It is far more than they spend on a lot of people that are wanted. 24/7 means
shifts, which means we're talking about 10+ people full time to have 2 people
stationed there at any time.

I can think of any number of places where investing 10+ officers full time
would do far more positive for society - including preventing serious crimes.

> And they know that he has snubbed the English justice system which I imagine
> they feel a bit dark about.

So in other words: He is not being treated as everyone else. He's being
singled out for political reasons.

Maybe there's nothing more to it than that, as I've already stated.

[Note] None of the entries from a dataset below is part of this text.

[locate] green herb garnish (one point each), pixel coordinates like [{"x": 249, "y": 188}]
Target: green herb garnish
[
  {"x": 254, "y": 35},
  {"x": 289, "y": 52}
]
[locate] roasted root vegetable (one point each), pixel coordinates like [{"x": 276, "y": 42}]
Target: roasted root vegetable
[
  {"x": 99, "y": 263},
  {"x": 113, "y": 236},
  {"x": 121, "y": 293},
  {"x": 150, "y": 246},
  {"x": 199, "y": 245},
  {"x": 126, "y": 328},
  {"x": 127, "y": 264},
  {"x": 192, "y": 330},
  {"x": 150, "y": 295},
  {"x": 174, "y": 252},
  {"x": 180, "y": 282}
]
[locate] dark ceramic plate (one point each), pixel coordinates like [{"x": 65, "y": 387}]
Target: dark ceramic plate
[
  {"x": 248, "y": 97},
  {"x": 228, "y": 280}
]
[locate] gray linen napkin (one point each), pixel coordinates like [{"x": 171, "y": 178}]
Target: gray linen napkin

> Basically the amount of conspiracy theorising around the Assange case is
> getting flatly silly.

Ad hominems don't increase the validity of your own arguments.

I don't know if Assange is guilty or not. I can tell from what he has admitted
that he acted like a total douche, but not whether or not he committed a
crime.

What I _do_ know, is that the behaviour I've seen from the prosecution is
bizarre enough that I fully understand his reaction - whether he is guilty or
not.

You've not provided a single argument to counteract that. Your arguments
repeatedly focus on semantics or details that don't make the slightest bit of
difference to addressing the blatant ways in which the prosecution of this
case differs from the norm.

That does not mean there's a conspiracy. It doesn't even necessarily mean that
there's anything wrong going on. Maybe it's "just" a boneheaded prosecutor.
That does not help Assange, and that does mean that there's every reason to
keep asking the question of why they consistently fail to answer the questions
around this case truthfully (such as their blatantly false claim that they can
not question him outside of Sweden).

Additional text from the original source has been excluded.